The fourth CZG horizontal design use (this time too) absolute position to place, under the title, two text sections in the header div and four ones (with the same height but diffent width) side by side under an inline menu and before the three other menu lists.
THW, page 3
The second photographic portfolio presented is the one by Meghan Petersen: a very long collection of pictures with equal height but different width placed -this time too- side by side in a nested table layout inserted in a (please don’t copy this) HTML frame.
The gallery is accompanied by another frame on the top that contains a fixed image with studio’s informations.
The Jason Kottke’s Portfolio is an XHTML page that position its content side by side, at the same distance, using the foundamental (for the horizontal way , but not only) CSS float property.
This content is composed (except the last three text-only divs) by equally width & height boxes divided in a description part (a title plus three or less paragraphs) and a screenshot big as a half of the page.
First Flash site here, Biok displays a static page with some sections (with a low quantity of text) scrolling inside.
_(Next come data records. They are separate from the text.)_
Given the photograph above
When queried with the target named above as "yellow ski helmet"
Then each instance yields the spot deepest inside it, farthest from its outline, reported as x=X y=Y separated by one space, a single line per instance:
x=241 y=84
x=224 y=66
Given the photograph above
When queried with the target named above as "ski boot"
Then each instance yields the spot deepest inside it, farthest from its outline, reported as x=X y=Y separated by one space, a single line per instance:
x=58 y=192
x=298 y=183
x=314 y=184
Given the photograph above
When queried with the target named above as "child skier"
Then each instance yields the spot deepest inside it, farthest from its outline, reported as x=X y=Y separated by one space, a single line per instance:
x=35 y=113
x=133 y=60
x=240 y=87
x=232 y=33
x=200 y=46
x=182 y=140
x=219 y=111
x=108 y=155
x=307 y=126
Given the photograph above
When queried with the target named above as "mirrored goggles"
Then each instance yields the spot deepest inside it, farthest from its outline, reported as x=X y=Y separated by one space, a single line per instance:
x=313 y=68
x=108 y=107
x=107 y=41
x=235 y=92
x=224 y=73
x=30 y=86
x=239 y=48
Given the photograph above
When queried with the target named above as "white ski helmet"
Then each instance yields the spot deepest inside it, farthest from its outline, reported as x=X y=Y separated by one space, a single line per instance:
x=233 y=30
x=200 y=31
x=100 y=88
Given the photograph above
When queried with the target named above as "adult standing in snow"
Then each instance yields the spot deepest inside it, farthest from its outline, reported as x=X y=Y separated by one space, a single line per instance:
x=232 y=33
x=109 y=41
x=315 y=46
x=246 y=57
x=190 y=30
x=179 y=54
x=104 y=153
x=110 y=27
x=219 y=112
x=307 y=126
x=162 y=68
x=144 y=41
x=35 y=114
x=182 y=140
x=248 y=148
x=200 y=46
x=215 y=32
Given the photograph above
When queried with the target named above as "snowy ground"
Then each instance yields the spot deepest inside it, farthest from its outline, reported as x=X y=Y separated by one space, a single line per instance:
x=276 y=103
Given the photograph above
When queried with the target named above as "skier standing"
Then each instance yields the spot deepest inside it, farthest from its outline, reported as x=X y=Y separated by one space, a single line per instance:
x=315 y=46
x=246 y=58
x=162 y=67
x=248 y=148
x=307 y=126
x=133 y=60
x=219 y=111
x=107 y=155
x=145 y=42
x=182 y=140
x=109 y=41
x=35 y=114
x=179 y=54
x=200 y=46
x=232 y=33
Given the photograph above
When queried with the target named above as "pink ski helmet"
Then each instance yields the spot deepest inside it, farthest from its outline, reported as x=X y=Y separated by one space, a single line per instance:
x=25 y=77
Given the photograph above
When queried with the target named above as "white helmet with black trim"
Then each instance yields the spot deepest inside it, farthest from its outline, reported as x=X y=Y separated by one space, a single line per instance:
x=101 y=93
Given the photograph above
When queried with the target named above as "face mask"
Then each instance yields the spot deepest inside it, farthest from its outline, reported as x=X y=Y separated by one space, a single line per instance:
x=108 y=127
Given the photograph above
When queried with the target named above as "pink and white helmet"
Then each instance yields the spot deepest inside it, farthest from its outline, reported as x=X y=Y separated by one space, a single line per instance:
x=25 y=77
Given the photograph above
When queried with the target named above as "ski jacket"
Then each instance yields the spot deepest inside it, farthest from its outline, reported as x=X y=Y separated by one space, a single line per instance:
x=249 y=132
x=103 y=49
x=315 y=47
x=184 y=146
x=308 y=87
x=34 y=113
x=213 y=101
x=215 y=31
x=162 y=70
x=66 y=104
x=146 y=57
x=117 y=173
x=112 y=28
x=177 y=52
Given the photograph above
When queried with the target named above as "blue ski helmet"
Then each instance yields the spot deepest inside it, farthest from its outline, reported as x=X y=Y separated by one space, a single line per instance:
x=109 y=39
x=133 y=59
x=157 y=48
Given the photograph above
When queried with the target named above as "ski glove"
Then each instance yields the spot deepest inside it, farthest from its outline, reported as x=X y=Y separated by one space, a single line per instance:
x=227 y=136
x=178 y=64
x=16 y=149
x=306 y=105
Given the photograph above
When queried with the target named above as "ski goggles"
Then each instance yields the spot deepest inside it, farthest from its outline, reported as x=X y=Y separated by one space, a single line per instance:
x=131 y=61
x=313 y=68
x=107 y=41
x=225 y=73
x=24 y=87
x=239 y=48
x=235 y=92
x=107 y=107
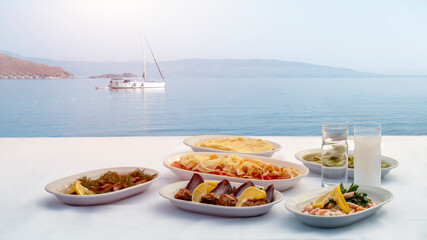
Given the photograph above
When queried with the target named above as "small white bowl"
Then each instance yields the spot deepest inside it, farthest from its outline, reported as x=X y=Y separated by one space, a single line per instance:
x=169 y=192
x=56 y=187
x=316 y=168
x=280 y=185
x=192 y=141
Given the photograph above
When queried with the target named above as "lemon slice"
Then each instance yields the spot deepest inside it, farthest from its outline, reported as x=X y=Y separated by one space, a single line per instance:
x=322 y=200
x=250 y=193
x=81 y=190
x=340 y=200
x=69 y=190
x=201 y=190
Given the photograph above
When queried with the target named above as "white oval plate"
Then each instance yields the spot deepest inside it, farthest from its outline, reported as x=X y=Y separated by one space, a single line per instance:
x=191 y=142
x=297 y=203
x=59 y=185
x=169 y=191
x=316 y=168
x=280 y=185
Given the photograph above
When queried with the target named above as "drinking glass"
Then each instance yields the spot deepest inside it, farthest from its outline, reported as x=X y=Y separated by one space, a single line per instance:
x=334 y=152
x=367 y=153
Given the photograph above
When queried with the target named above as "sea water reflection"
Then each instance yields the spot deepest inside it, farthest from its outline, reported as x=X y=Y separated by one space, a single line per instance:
x=271 y=106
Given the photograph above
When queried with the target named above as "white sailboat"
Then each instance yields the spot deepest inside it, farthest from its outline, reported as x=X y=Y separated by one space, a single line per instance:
x=140 y=83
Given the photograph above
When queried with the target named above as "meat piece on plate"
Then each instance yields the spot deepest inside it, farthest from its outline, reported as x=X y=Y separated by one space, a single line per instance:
x=183 y=194
x=227 y=200
x=210 y=198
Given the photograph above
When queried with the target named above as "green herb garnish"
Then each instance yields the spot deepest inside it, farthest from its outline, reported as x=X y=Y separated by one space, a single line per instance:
x=358 y=198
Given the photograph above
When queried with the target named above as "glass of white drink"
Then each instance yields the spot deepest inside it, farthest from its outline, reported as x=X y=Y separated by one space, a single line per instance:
x=334 y=152
x=367 y=153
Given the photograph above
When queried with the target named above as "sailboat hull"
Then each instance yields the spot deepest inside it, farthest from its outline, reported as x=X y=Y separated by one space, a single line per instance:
x=147 y=84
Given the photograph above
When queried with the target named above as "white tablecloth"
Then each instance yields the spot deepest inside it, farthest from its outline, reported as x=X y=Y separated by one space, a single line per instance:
x=27 y=211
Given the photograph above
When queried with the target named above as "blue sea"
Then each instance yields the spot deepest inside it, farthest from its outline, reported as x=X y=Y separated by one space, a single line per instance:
x=238 y=106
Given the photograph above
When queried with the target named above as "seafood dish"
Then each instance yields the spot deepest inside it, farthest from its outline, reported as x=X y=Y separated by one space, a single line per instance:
x=338 y=206
x=339 y=201
x=223 y=194
x=311 y=159
x=253 y=199
x=260 y=170
x=235 y=166
x=232 y=144
x=70 y=190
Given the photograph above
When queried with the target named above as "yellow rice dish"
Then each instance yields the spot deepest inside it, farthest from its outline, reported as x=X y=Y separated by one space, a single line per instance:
x=238 y=144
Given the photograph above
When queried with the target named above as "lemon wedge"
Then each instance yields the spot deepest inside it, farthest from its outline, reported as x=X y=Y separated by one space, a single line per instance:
x=201 y=190
x=321 y=201
x=69 y=190
x=340 y=200
x=81 y=190
x=250 y=193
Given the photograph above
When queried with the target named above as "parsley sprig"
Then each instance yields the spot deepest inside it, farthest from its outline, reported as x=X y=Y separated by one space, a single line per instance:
x=359 y=198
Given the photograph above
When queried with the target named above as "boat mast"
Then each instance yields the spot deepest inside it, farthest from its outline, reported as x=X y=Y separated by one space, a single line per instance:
x=152 y=54
x=143 y=53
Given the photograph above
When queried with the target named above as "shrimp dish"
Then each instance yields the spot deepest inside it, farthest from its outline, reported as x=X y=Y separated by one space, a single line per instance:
x=339 y=201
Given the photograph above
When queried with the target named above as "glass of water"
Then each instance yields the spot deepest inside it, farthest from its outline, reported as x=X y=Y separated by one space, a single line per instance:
x=334 y=152
x=367 y=153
Instead of lose the content of the previous page after a refresh (or better the change of the flash layer) the menu under the header allows so to navigate in a complete “overview” of what the site- in this case a consulting firm one- can offer.
Like the two previous CSS design from CZG, the text colums that contains the demostrative sections are putted in the template with an absolute position. 1/2 difference: the distance of this colums from the top of page (few pixels for the even ones, about half of the page’s height for the odd). 2/2 difference is about the dimensions of the colums: previously there was an equal ‘limit’ of width, now the various column have different width to display, each one, a column’s height almost equal to the half of the page’s height.
Unbury from the Web Archive limbo, the nDroid could be one of the first sites with horizontal layout ever appaired (the Archive shows 2000’s pages). The pixel-build fantasy of its creator illustrates a in a panoramic context – a very strange wide house – an harlequin mix of text and images that let ask ourself: “What is there on the right?”.
As we saw in the photographic example, an horizontal layout could be an original way to create a design portfolio. It’s the case of the guys of Sonido, who use an old nested table to place a very wide image where the transition from a section of a page to an other is very pleasant. The direct “jump” to these section is (this time, too) allowed by a menu with internal links. Except titles and the introduction, there is a so great quantity of text use expecially for links to agency’s projects: for this are necessary some (about four lines) boxes tall as much only 100px.
The second (CSS, naturally) extract from the CZG. There aren’t so much layout differents from the previous: the sbs colums – that uses a CSS
position:absolute property – this time are more thin and the last section is wider then the others to be tall as the others. A big image, tall as the page, is fixed at the left of the window and the menu is this time at the right of the last column.
Eolo Perfido is a good example of how the horizontal layouting can help photography to show its best in the web world. Portfolio’s pages displays a series of equal height and equal width phographaps inserted side by side in table layout, and includes a simple menu on the left to switch over the other horizontal galleries. In the news page, instead, the images are smaller in size to let space to a little description below.
The Dmitry Kirsanov Studio’s website – horizontal version born in 2002 – represents its contents with an old nested table layout divided horizontally in two parts: in the part below a title and image represent several projects, in the part above a small text completes the description. In some page, like “Our offer” these paragraphs are splitted in two or more colums. A fixed height but an unknow amount of text: in the building of a layout including a section with this feature a big help could come from the CSS3 dedicated module.